Un patrimonio che sembra disperso
Tra un mese ricorrerà l’ottantesimo anniversario del 25 aprile. Non mi piacciono molto gli anniversari, ci parlano sempre di un tempo trascorso. E cominciamo ad avere un’età in cui il tempo che trascorre stringe sempre più la cinghia. Il 25 aprile è diventato vecchio anch’esso. E non godrà di gran fortuna, in questi tempi in cui i manifesti vengono manipolati in parlamento.
Il 25 aprile fu un soffio, un vento di energia, un’aria leggera di libertà dopo un trentennio di tamburi di guerra che devastarono l’Europa.
Ci portò il boom economico del dopoguerra, la gente nelle piazze e nelle strade, i diritti, l’Europa unita, il ’68. I valori da cui era alimentato, quelli eterni dello spirito della rivoluzione francese, non sono più in voga.

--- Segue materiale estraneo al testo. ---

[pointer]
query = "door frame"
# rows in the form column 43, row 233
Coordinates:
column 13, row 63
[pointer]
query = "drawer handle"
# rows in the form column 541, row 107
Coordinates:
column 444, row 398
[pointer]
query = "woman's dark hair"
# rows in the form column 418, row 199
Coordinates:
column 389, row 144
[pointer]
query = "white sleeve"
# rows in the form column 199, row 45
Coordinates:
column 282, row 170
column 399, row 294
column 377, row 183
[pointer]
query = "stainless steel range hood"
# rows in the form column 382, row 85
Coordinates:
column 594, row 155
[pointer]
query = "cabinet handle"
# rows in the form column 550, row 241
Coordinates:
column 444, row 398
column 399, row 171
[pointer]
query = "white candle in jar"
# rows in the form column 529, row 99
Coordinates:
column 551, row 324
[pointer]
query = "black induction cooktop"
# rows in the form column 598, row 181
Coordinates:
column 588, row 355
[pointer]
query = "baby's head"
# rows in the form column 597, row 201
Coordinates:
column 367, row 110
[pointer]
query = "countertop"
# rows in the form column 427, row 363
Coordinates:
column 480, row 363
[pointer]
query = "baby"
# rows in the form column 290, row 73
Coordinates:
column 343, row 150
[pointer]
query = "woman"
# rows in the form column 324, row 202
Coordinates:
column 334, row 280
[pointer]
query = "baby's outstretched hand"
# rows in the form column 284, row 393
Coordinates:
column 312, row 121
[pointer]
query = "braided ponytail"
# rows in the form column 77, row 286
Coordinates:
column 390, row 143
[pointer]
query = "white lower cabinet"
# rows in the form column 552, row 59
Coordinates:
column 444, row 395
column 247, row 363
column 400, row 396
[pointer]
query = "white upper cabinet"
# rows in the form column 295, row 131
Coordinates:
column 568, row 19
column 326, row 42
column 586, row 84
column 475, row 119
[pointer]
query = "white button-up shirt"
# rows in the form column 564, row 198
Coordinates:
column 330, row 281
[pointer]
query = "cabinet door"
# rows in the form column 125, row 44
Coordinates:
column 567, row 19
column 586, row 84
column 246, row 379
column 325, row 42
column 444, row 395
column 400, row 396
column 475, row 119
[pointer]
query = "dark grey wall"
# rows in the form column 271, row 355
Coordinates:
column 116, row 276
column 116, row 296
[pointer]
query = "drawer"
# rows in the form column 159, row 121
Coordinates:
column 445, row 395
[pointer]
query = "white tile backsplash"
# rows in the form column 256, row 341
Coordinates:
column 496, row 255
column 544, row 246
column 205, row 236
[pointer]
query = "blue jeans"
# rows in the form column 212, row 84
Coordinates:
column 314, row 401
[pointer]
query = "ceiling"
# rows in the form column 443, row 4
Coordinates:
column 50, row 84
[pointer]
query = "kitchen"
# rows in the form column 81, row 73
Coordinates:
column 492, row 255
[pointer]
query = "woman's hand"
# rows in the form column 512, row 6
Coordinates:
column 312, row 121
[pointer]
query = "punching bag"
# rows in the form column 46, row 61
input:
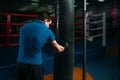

La libertà è diventata la licenza dei potenti, che genera tirannia, come nella Repubblica di Platone. L’uguaglianza… non ne parliamo, esiste solo a camposanto.
La fraternità non è possibile garantirla finché esistono gli Stati, perché la pace che essi cercano al loro interno è subito contraddetta dalla guerra dichiarata all’esterno contro i potenziali nemici.
Quanto alla carta costituzionale prodotta dal 25 aprile, la società nel suo insieme viene investita dalla “mercatizzazione”, e gli investimenti che riguardano i beni comuni, come la sanità, la scuola, la previdenza, i trasporti pubblici, sono stati divorati dalla tecnica e dal mercato.
Non è un buon anniversario per il 25 aprile. Nel frattempo qualcuno ha deciso di tornare nelle piazze, ogni tanto qualcuno ci ritorna spinto dalla nostalgia. Erano tutti vecchi. Attendiamo che ci tornino le giovani generazioni, perché quelli non hanno più niente da dire.